Depois daquele beijo, ele teve certeza que sua vida
Nunca mais seria a mesma, e ela também pensou dessa forma,
Embora não tivesse muito dinheiro o amor falou mais alto,
Meses após se conhecerem, ele a pediu em casamento,
Em um encontro romântico sentados na areia a oeste de algum
lugar,
Foi preferível, devido as circunstâncias deixar o endereço
em suspense,
Ele foi gentil, ajoelhou-se, tocou o rosto da moça,
Disse que a amava pelo menos um milhão de vezes,
Com a brisa do mar a embalar seus cabelos molhados de chuva,
A areia a aquecer seus corpos deitados na penumbra noturna,
As borbulhas do champanhe a acariciar o céu de suas bocas,
A singela rosa vermelha a qual ele encaixou por detrás da
sua orelha,
Entre seus cabelos, aproveitando a deixa para acaricia-la
até os lábios,
Instante em que ele pressionou o lábio inferior com o dedo
indicador,
Com um desejo incontido de abri-lo, provar o seu sabor,
Cedendo aos seus desejos ele percorreu até o seu queixo,
Pressionando e trazendo-a para perto onde pousou seu beijo,
Fechou os olhos para saborear o gosto e ao abri-los
contemplou-a com seu melhor sorriso,
Mostrando seus dentes brancos e perfeitos, e aquele brilho
nos olhos
Que seria demasiado difícil conseguir expressar com poucas
palavras,
De fato, com um suspiro incontido ela foi tomada pela
certeza
De que jamais alguém seria capaz de resistir ao encanto
daquele momento,
Disse sim, sem hesito algum nos atos que se seguiram ou nas
juras feitas um ao outro,
Poucos meses depois, juntaram as toalhas, os sabonetes e as
escovas de dentes,
Decidiram casar-se como ocorre com todos os amantes que se
amam ardentemente,
As juras de amor nunca foram silenciadas, porém, ela como
esposa dedicada,
Largou o trabalho e decidiu colaborar no recanto do lar,
cuidar da família,
Ele, como servidor público ganhava o suficiente para os
dois, acreditavam,
No entanto, alguns meses depois de noites de amor desmedido,
A notícia que chegou ás mãos da moça relatava que estava
grávida,
Ela nunca se sentiu mais feliz, agora sua família finalmente
estaria completa,
O cachorro teria mais companhia, ela não se sentiria
sozinha,
Nada mais seria como antes, vestiu seu melhor vestido, a
melhor maquiagem,
Sem esquecer daquele salto 15 que sempre a elevava até o
alto,
Transmitindo uma sensação de segurança, de poder, com um ar
de supremacia,
Sensação a qual apenas os braços dele a sobrepunham, vez que
a erguiam bem mais alto,
Fez um jantar caprichado, comprou um buquê de flores
diversificadas do campo,
Pôs o vinho no gelo, colocou sua toalha predileta,
Elaborou tudo com delicada atenção aos menores detalhes,
Ele chegou cansado, abraçou-a, beijou-a rapidamente,
Banho tomado, jantar servido e a notícia repousou em suas
mãos,
Com a tonalidade do vinho que balançava em seu coração,
Doce, espesso e gelado, ele sorriu sem entender a situação,
Havia um filho a caminho?
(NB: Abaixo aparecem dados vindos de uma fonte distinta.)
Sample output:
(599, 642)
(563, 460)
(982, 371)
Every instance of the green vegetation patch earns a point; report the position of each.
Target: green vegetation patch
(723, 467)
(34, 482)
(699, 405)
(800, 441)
A primeira ideia que ocorreu foram
as dívidas
Contraídas em decorrência do casamento, além das anteriores,
As roupas cujas quais adorava manter o gosto da sua esposa,
O extrato do cartão de crédito, o aluguel no final do mês,
Sorriu a contento, beijou-a sôfrego e lento, a ideia parecia
intragável,
Mas como diria algo deste teor a quem amava tanto?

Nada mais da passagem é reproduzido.